Donald R. Peeples, Ph.D.
Fred Lothrop, OCP
I. INTRODUCTION
Operations Security methodologies and techniques have evolved in response to the needs and requirements of the OPSEC customer. The application of OPSEC methodologies and techniques has been dependent upon the technical skills and experience of the individual OPSEC practitioner in the customer environment. As a result, these methodologies and techniques are not uniformly utilized. The purpose of this paper is to: Argue variability in applying OPSEC methodologies and techniques is undesirable Offer a quantifiable methodology for structuring the OPSEC process; and Initiate dialog within the community to address structuring of the OPSEC process and the use of concepts from the risk analysis community to support Step 4 of the OPSEC process.

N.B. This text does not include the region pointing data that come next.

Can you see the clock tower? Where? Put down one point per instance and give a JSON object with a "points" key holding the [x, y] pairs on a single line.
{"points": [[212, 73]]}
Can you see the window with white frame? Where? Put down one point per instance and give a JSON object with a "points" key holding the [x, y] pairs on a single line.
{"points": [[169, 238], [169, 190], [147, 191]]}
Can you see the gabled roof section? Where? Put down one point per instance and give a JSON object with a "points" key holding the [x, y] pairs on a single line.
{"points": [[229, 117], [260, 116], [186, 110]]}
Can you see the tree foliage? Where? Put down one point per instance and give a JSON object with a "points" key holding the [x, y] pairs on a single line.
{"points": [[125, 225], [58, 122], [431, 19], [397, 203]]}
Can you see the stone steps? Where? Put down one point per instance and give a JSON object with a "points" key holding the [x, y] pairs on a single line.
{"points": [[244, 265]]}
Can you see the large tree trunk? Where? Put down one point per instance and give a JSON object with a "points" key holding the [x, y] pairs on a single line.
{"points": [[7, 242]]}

II. HISTORICAL PERSPECTIVE
Operations Security can be traced to communications security (COMSEC) assessment activities of the early 1960's. COMSEC assessments relied on monitoring to determine the vulnerability of communications to analytic exploitation. While monitoring provided a sampling of U.S. communications. it did not satisfactorily identify vulnerabilities. As a needed alternative to monitoring, the COMSEC survey was initiated. The COMSEC survey was a process of interviewing operational and communications personnel to identify vulnerabilities to existing threats. These interviews sought the operational requirements and modus operandi of the communicating parties.